The final entry in my month-long celebration of all things Halloween
The big night is finally upon us and that means my last Halloween-themed blog. I’ve always enjoyed reading about “real-life” stories of the supernatural so I thought it’d be a fitting way to end my series with a quick sampling of a few paranormal happenings from Japan—a country that definitely loves its ghost stories. Happy Halloween! Wishing everyone a fun and safe time! Don’t forget to submit photos of your costumes. Info here.
People who allegedly possess psychic abilities have claimed to be able to do a number of amazing things from peering into the future to being able to heal diseases with a touch. But one of the more interesting skills is that of nensha which is the ability to project thought images onto undeveloped photographic dry plates. In other words, the person thinks of an image and it appears “magically” on a photograph. In the early 20th century, a number of Japanese psychics claimed to be able to do this and a cottage industry of sorts was born. Many of these people were exposed as frauds and even committed suicide, but one such psychic who couldn’t be so easily dismissed was Mita Koichi.
Born in Miyagi Prefecture in 1885, Mita started exhibiting psychic abilities, especially clairvoyance at an early age. At the age of 23, he founded Seishin Shuyodan (“Spirit Training Group”), a new religious sect. Through his sect, he traveled across Japan displaying his psychic powers.
After reading about nensha in 1914, Mita started experimenting with it. On October 16, 1916, he demonstrated his new skills in front of 2,000 people gathered in Gifu Prefecture. By all accounts, he successfully projected images of everything from an image of Ogaki Castle and various Japanese kanji characters onto the photographic plates. Mita continued to display his talents in front of audiences ranging from 3,000 to 3,600 people and though never exposed as a fraud, some people remained skeptical. So he decided to project an image onto a plate that not only he, but no one else on earth at the time, could have seen. He was going to project an image of the dark side of the moon.

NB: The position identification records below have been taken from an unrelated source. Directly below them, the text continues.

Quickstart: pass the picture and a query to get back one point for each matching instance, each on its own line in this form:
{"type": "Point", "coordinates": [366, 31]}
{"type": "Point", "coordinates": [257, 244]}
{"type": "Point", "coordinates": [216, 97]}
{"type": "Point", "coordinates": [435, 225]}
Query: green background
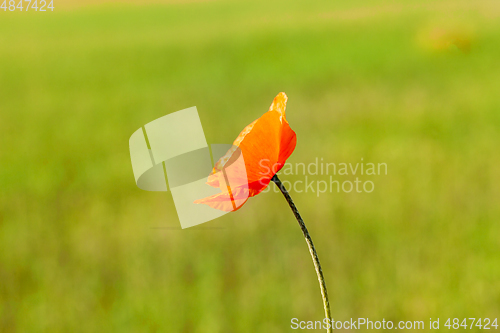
{"type": "Point", "coordinates": [412, 84]}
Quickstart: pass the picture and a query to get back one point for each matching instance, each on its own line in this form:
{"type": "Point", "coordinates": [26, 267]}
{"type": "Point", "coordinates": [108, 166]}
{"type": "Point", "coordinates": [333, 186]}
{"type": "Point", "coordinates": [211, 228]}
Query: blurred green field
{"type": "Point", "coordinates": [413, 84]}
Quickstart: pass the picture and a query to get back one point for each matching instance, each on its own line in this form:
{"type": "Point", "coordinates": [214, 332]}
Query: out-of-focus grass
{"type": "Point", "coordinates": [82, 249]}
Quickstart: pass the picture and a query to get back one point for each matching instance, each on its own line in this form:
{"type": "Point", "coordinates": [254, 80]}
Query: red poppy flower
{"type": "Point", "coordinates": [264, 146]}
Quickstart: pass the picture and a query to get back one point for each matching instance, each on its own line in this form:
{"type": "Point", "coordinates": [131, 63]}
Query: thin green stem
{"type": "Point", "coordinates": [312, 250]}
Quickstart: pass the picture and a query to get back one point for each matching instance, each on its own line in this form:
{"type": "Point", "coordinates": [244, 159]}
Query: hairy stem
{"type": "Point", "coordinates": [312, 250]}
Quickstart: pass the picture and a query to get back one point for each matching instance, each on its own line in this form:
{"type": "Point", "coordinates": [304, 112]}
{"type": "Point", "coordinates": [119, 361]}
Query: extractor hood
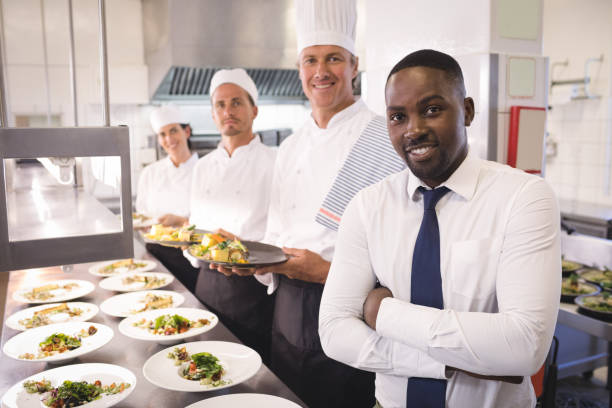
{"type": "Point", "coordinates": [187, 41]}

On June 24, 1931, Mita successfully projected images of what he claimed to be the dark side of the moon onto two plates. Of course, there was no way to verify the accuracy of these pictures then. But after the first space photos of the dark side of the moon were taken in 1959, Dr. Goto Motoki, who was the president of Japan’s Agency of Industrial Science and Technology, studied Mita’s images and declared they were completely similar to the real photos shot from space.
THE HAUNTED TREE
In Gifu Prefecture in central Japan, there is a famous persimmon tree at the Fukugenji temple in the town of Yoro that the locals consider unique. They believe that human hair grows out of the tree. Many supernatural occurrences are said to take place at the temple and today no monks live there—all of them having been frightened away by unexplained phenomenon.
The persimmon tree is located in the cemetery behind the temple and is considered the source of the temple’s hauntings. At night, the tree is often said to be engulfed by an eerie blue light and if you burn the branches that contain the human hair, it’s supposed to actually smell like real burning hair. Although to try to do anything harmful to the tree is believed to bring bad luck. According to the locals, everyone who has tried to remove the hair from the tree or even pick its fruit have soon died from mysterious “accidents.”

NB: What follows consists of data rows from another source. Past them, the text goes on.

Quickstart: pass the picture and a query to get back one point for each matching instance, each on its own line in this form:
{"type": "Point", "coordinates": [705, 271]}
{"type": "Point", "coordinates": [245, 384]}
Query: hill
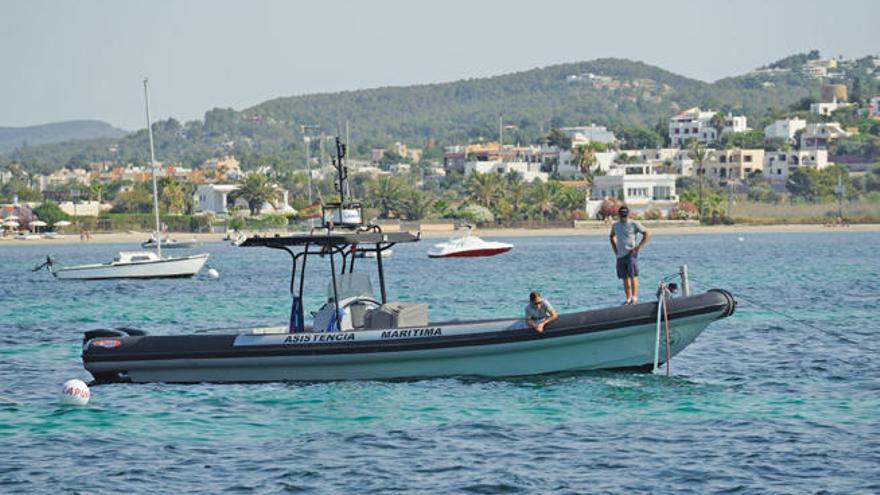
{"type": "Point", "coordinates": [613, 92]}
{"type": "Point", "coordinates": [16, 137]}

Legend says that in the 17th century, a young samurai was killed trying to avenge his father and his body buried on the spot where the tree is now. It is thought that his strong desire for vengeance was passed onto the tree, which absorbed the nutrients from his body and started growing hair. Even though a professor at Tokyo Agricultural University is said to have studied the tree and declared the hair a plant that only resembles human hair, locals remain unconvinced and continue to avoid the tree.
THE POSSESSED DOLL AND MORE SUPERNATURAL HAIR
Stories of spirits possessing dolls can be found in many cultures including Japan. The Mannenji temple in Hokkaido houses the “Okiku Doll,” a 30-centimeter tall Japanese doll that belonged to a girl named Okiku. When the doll was first brought to the temple, its hair was cropped. But it’s been reported that its hair has been growing. At one point, it gained 25 additional centimeters; reaching down to the doll’s knees. March 21 has been designated hair-cleaning day and every year on that date, the monks trim its hair but it continues to grow back.
The story goes that a boy named Suzuki Eikichi bought the doll in 1918 for his two-year old sister Okiku. But the following year, Okiku suddenly died. The family placed the doll on their altar and prayed to it everyday in memory of their late daughter. Over time, they noticed the doll’s hair was actually growing. The family gave the doll to the temple and people believe the dead girl’s spirit resides in it. Supposedly, the doll was examined by scientists and they concluded the hair was actually human.